A conversational AI solution may also serve as a means of encouraging those who are currently reticent to engage with digital government services. The more “human” approach and the ability to raise queries in a natural way is an effective means of providing less tech-savvy users with confidence. Our research supports this perspective, with 83% of respondents believing that digital government services would appeal more to people with low digital skills if they were easier to use.
Ensuring that digital services take the diverse needs and abilities of users into account is also vital to retaining the human touch, going hand in hand with the need for empathetic technology. The lack of these considerations means that the communities requiring the most support are put at the greatest risk of falling behind. The recent Infosys research reveals that 86% of people feel that better access is needed for those living in remote areas, a statistic that offers insight into a user group that is disadvantaged by existing digital services.
Inclusivity could also be improved by introducing a wider range of languages to existing digital government services, with 63% of respondents feeling that more options should be available. This is particularly the case among users born overseas, with 72% of the users in this category highlighting the need for change.
The pandemic underlined the need for digital government services to be more inclusive, with the disabled, the elderly, and those with lower digital confidence suffering the most. The research found that 58% of respondents who identify as disabled suggested the need for more people-centric solutions, with a focus on reduced complexity. It is of paramount importance that these users are provided with access to human interactions, ensuring that a hybrid approach is used to provide both efficiency and high-quality service.
The way forward
Above all, digital government services must be made to feel human by design because half of the UK population is calling for it. In addition to this, 49% of respondents believe that digital government services could be enhanced by improving the look and feel of the experiences, emulating successful private sector websites. This finding highlights the extent of the work that the government must do to deliver positive user journeys.

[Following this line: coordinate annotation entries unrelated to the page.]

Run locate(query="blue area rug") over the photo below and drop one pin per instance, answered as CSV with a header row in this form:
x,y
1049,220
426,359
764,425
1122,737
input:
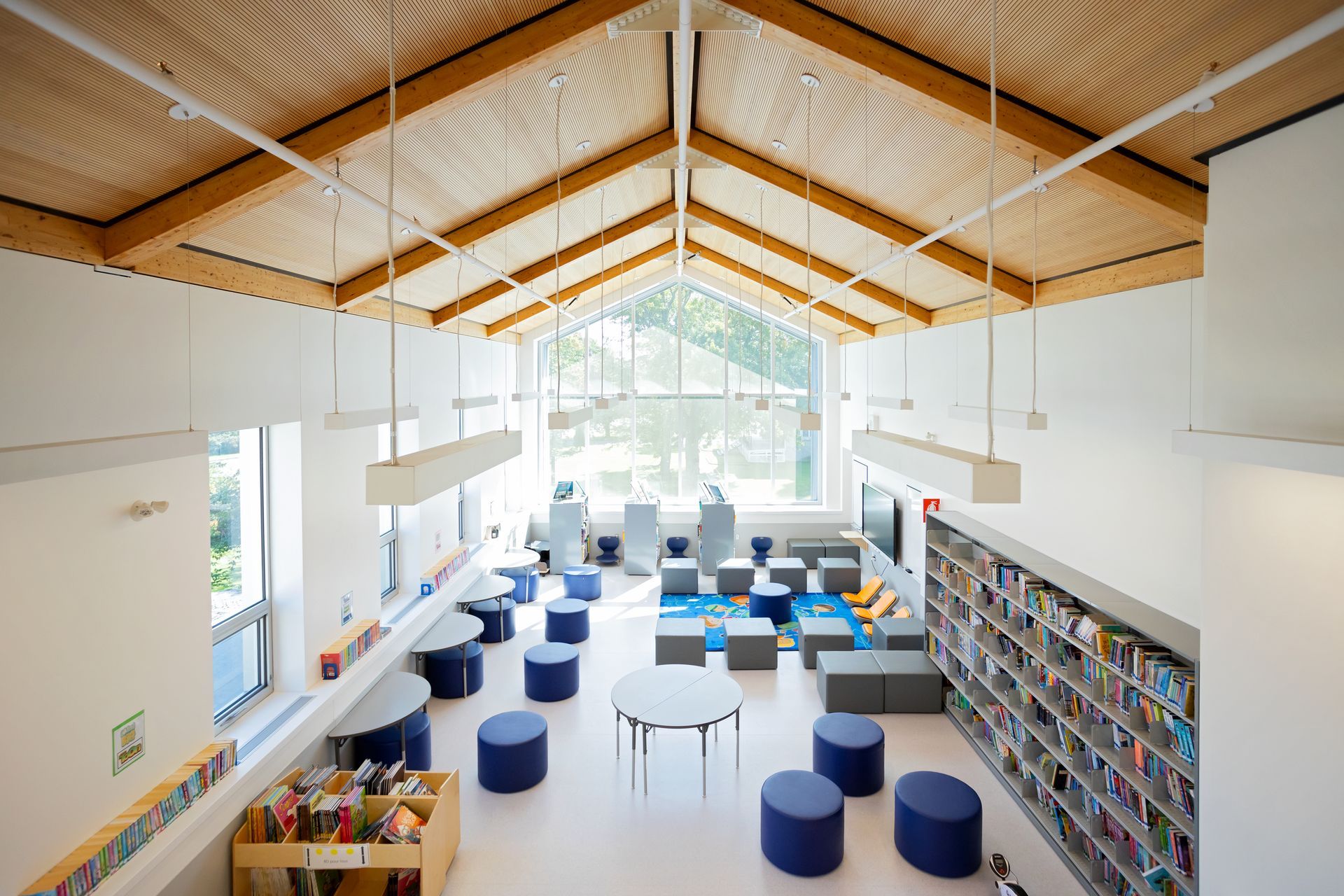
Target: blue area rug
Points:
x,y
717,608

The government would benefit immensely from taking a data-driven approach, fuelled by a broad sample of feedback from UK residents. Once these insights have been generated, a range of challenges could be tackled by identifying which digital experiences most require more of a human touch. This can then be remedied either by improved access to human interactions, or by implementing more sophisticated conversational AI technologies that deliver a natural, “empathetic” experience.